Similar figures of forward sales of the new harvest were also mentioned by other companies we surveyed.
This year a number of companies have reconsidered their strategies for forward sales. But still, most remained true to themselves and contracted a large share of the future harvest. About ten companies, under our data, concluded contracts for October-December corn delivery in the range of 150-170 USD/t. But the September rally raised the price tag on the "queen of fields" to 180-185 USD/t FOB and then to 200. As of now, it is possible to conclude a forward for December shipment at USD 201.
The director of the company Kais Agro Ruslan Rashko says that the company acts both as a producer and a local trader. The company works back-to-back with agrarians and multinationals.
"According to our statistics, agrarians' failure to fulfil their deliveries under forward contracts is about 90%. Corn, which at the time of signing forward contracts cost UAH 4 thou. at the elevators, now is at UAH 6-6.2 thou. No one sells it. The amount involved, for example, for 5 thou. t is UAH 11 mln. The most honest and incorruptible courts are much cheaper," he jokes.
Ruslan Rashko adds that forwards are paid annually in advance to agricultural producers. But now the agrarians have started returning the money back.
"For example, we have contracts with a multinational company for corn at USD 157. We have transferred an advance payment to a farm in Poltava region for 8 thou. t. Last week, this farm returned the prepayment. Under the contract, it paid 20% of penalty, which is USD 188. The price for corn today is USD 200. That is, the situation is such that it is more profitable for the farmer to return the prepayment including penalties and then still sell it," he contemplates.
50 shades of agricultural producers
Nevertheless, some companies are up to supplying grain at fixed forward prices. But in return, they expect mutual steps by multinationals.
"We have concluded contracts, let's say, at a rather unfavourable price for today. But as a respectable company, which values its reputation, we intend to fulfil our obligations. Now we have a number of agreements with traders saying, for example, that in case we sell additional volume, we get a premium to the price. Analyzing the market and situation in it, I see that in this context partnerships are being formed for the future seasons. And to those companies which meet their obligations, I would like to see a special approach, including in the form of bonuses. Otherwise, many companies will be demotivated to deliver on their commitments," HarvEast head of sales Tatyana Alaverdova suggests.
The CEO of a multinational company, however, claims that such contractors are outnumbered. Many, even those who have not been affected by the drought, still appeal to the drought to avoid fulfilling contracts. Part of them bail, saying "you've already profited from us before" or they say it's better to sell the grain at a market price elsewhere and default.
The trader emphasizes that if the companies will default massively, the threat of losing forwards next year will be very high. And in fact, the reputation of the Ukrainian agricultural market will be destroyed.
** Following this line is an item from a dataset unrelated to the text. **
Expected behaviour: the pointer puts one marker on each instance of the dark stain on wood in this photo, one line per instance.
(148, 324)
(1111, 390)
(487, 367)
UGA and UCAB even suggested creating a register of agricultural companies that do not meet their forward obligations. Neither had this initiative any effect on the producers nor encouraged traders.
"In the context of the market deficit, many operators are changing their concept of "bad faith" very quickly," infers Artem Rempen, Chief Operating Officer of G.R. Agro.
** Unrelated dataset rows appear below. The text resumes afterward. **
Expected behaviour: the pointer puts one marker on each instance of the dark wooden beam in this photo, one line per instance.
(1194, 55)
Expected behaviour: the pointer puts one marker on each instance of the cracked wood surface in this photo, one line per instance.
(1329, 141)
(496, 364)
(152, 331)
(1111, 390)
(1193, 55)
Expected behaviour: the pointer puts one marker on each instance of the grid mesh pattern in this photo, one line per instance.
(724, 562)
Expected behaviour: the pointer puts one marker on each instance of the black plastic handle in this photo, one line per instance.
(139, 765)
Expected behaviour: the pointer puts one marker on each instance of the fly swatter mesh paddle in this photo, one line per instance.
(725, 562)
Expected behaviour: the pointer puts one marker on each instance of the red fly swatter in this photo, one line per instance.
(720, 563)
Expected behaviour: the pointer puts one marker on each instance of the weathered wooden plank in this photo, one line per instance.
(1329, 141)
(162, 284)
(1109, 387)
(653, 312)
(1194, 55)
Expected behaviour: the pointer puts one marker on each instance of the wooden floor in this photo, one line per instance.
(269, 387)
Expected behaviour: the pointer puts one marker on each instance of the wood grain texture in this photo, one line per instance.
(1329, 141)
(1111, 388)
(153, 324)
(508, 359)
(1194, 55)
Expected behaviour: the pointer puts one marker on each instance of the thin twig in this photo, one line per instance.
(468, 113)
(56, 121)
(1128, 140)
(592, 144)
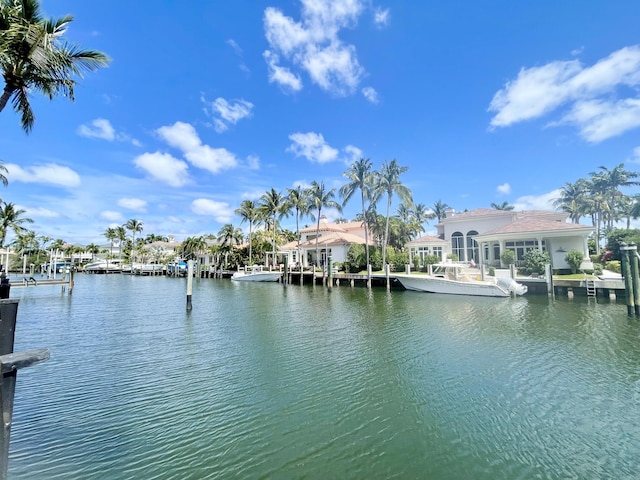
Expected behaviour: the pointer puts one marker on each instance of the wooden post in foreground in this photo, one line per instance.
(189, 283)
(9, 364)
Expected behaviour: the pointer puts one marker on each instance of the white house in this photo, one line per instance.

With those who actually "burned" this season and are ready to at least make partial deliveries, according to the CEO of the multinational company, are aimed to negotiate a variety of options. Including the option to postpone part of the shipment to the next season.
Ruslan Rashko is also trying to reach a similar formula for sunflowerseeds with one of the multinational companies. The farm contracted one thousand tons of sunflower at USD 400.
"We harvested sunflower at 1 t/ha, not 3 t/ha. Now we are trying to arrange with them to fill the forward within 600 t, and postpone the rest of the delivery to the next year," he says.
Some market players who had partial crop failures do not agree with the traders' selective approach. They complain that some producers will get away with that, while others will have to pay in full.
"Contracts had been made for more than it was actually grown. Some producers neglected to consider risks. We also had losses, corn yielded 4 t instead of 9, which is a significant drop. And the old forward price does not pay off the shortfall of the harvest," says one of the farmers in Kyiv region.
Ukrainian courts, GAFTA have little to do here. Survival hangs in the balance for many this season, and all sanctions will come as soon as next year. Besides, some market players are convinced that the multinationals will be able to withstand defaults.
"Previously, if you defaulted against the multinational company, you were put on a blacklist, let's say, ignored you for 3-5 years. But these were isolated cases. Now it is 30-40% of the market. In my opinion, the speculation about multinationals getting through this, writing it off and be done with everybody is not reasonable," argues Sergei Orlovsky.
What is to be done?
The circle of the hit by forwards is fairly wide. The director of Grainfor Trade Vladimir Bozhok tells about a fresh case in oilseed meals. A farmer does not fulfil the forward contract for the supply of sunflower to a processor, the latter, in turn, must produce the meal, but due to lack of raw materials does not fulfil its obligations to Grainfor Trade, and the trader to the buyer — an international company.
"One wonders, therefore, why only one participant has to pay for default all along the chain? Hence an objective need of the market is in reaching an agreement. Yes, in the short term, it will deprive market participants of money, but in the long term, it will allow working smoothly along the entire supply chain. If everyone gets involved in litigations, it is yet unclear whether it will bring more money in the future. But it will break all the supply chains. We can ponder how the Ukrainian court or GAFTA will end up between the multinational and the intermediary, intermediary and processor, processor and farmer. But we are not lawyers, we do not make money on it. We are all traders. So it's better to agree to continue trading and not to be somewhere between a law firm and a debt collector," persuades Vladimir Bozhok.
The majority of market players talk about the need to negotiate. The director of Agrofirm Olgopol Pavel Kalenich, says that traditionally he sells about 30% of the harvest under forward contracts. But this year they concluded none as the price was unfavourable.
"If I got into such a situation, as my colleagues find themselves in today, I would try to reach an agreement. If I failed to reach an agreement, I would meet my obligations anyway. Because if I made a contract, I have to fulfil it. That's why I strive to make sure that the credit history and contractual obligations are clean," the farmer adds.
The premium model for future deliveries voiced by Tatyana Alaverdova was supported by some of the companies we surveyed. Some offer alternative options.
"There is no common way of conduct in this situation. But must definitely be some form of easing. Perhaps, at the expense of volume. Assume there is 100% of the contract. I would then put it this way: we supply 60-65% at a fixed price, the rest is bought at a market price.
Much in this story will be influenced by today's USDA report. If the prices rally again, mass defaults are inevitable. A decline in the corn price after the report should moderate the parties' positions. The only thing is, whether the market will draw conclusions from it.
"If the price goes up after the report, the default rate will jump. However, the price will not rise indefinitely. Those farmers I keep in touch with want to keep the grain until spring. They say that now it is 190 USD/t of corn, while in spring it will be 250. It is true that the price usually rises after winter. Still, the supply and demand are to be kept in mind. Now the demand is high but the supply is low, so the price is high. In spring, the market conditions may be the opposite," sums up Sergei Orlovsky.